Droit du sol

Ils sont innombrables, les « kwassa » qui accostent ou tentent d’accoster à Mayotte, regorgeant de passagers clandestins candidats à faire fortune sur ce petit territoire français de l’Océan Indien après avoir tout quitté de leur misère dans les îles voisines. Innombrables, malgré le risque qu’ils courent d’être interceptés par la Police Aux Frontières française et renvoyés tout de suite d’où ils viennent…

Arrivés eux à Mayotte par avion, les métropolitains vivent leur déracinement de différentes manières. Il y a ceux pour qui une promotion professionnelle s’est traduite par une prise de fonction sur cette île ou encore ceux qui viennent y faire de l’humanitaire… Il y a ceux qui y ont trouvé une raison d’y rester et ceux qui ne savent plus trop s’ils ne feraient pas mieux d’en partir…

Portraits de Mayotte, portraits de Français du bout du monde… Portraits de clandestins, aussi…
 

Par sylvestre, le 1 janvier 2001

Notre avis sur Droit du sol

Mayotte s’était distinguée des autres îles de l’archipel africain des Comores lorsqu’il s’était agi de se prononcer pour ou contre l’indépendance de l’archipel vis à vis de la France, puissance coloniale. En effet, elle fut la seule île à vouloir rester sous administration française, ce que la France a "entendu" en la gardant sous sa coupe, forçant son destin historique aux yeux de ses îles sœurs des Comores mais aussi des Nations Unies.

Depuis, Mayotte, française, a été privilégiée en terme de qualité de vie par rapports aux îles voisines des Comores ou encore de Madagascar, ce qui a attiré de nombreux émigrants clandestins de la région sur son sol ; des clandestins qui représentent à Mayotte près d’un quart de la population, des clandestins venant chercher fortune dans ce recoin de la république française où ils gagnent jusqu’à dix fois leur salaire d’ailleurs.

Il y a eu comme une scission entre les Mahorais et les Comoriens. Les premiers peuvent aujourd’hui reprocher aux seconds de n’avoir pas voulu, à l’époque, rester sous le drapeau français. Les seconds n’y sont aujourd’hui pour rien et risquent leur vie sur l’océan pour arriver sur cet eldorado qu’est Mayotte.

Droit du sol est paru quelques jours avant le 29 mars 2009, date à laquelle les habitants de Mayotte ont dû voter pour la départementalisation de leur île.

Son auteur, Charles Masson, est ORL de profession.
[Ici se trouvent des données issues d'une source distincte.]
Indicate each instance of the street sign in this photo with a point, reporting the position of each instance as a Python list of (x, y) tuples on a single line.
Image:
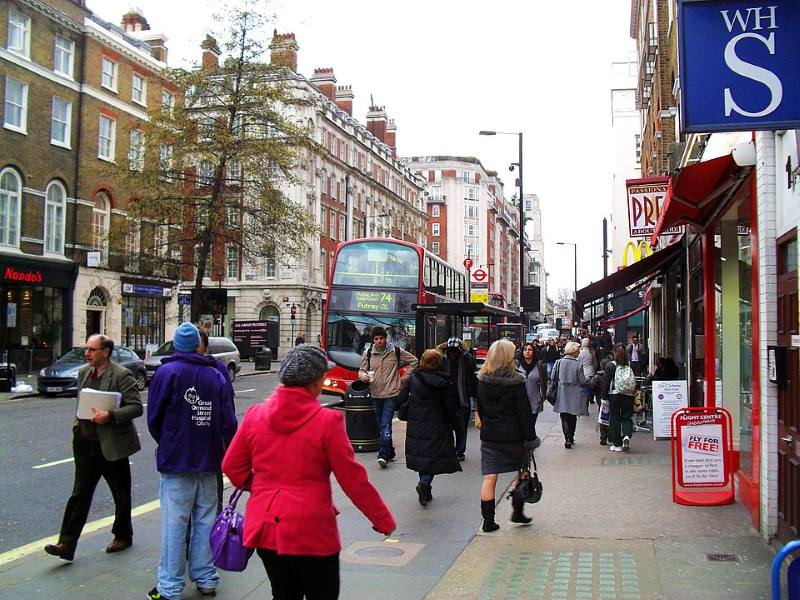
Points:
[(738, 65)]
On lui doit déjà deux titres dans cette collection Ecritures des éditions Casterman. Habitant à la Réunion, il est assurément quelqu’un dont le regard sur ce théâtre Mahorais est plus juste que celui de n’importe qui d’autre.
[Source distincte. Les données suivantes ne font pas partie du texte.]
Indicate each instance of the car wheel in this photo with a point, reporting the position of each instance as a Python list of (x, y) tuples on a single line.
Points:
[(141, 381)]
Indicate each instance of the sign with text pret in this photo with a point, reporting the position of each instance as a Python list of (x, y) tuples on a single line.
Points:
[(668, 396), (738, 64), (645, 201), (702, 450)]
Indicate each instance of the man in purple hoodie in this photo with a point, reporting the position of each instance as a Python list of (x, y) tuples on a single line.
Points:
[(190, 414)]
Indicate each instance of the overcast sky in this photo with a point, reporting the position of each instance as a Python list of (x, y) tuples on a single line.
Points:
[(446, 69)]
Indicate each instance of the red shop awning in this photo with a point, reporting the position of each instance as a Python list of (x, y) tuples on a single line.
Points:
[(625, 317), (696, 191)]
Il réussit avec ce titre à nous dresser un portrait de Mayotte en nous la montrant au travers les yeux de personnes y ayant vécu ou séjourné. Cette formule lui permet d’avoir une narration plurielle, empruntée à celui qui découvre la vie là-bas autant qu’à celui qui en sait trop. Le résultat est ainsi d’une richesse qui pourrait éventuellement se mesurer aussi au nombre de pages sur lesquelles il s’est étendu pour nous parler généreusement de Mayotte.

Charles Masson n’apporte pas de solution, ni ne juge personne. Il donne la parole à des gens qui n’ont pas tous le même point de vue, la même expérience. Il en profite aussi pour dévoiler le fond de sa pensée sur l’attitude et les méthodes des pions du gouvernement Sarkozy qui très tôt dans son mandat a braqué les lumières de l’actualité sur Mayotte et sur la Guyane qui étaient, en miniature, "des France envahies par ces étrangers qu’on doit refouler".

En noir et blanc et avec un style direct autant dans les mots que dans les traits, Droit du sol est un instantané original et très intéressant sur la condition d’une île et de ceux qui la font.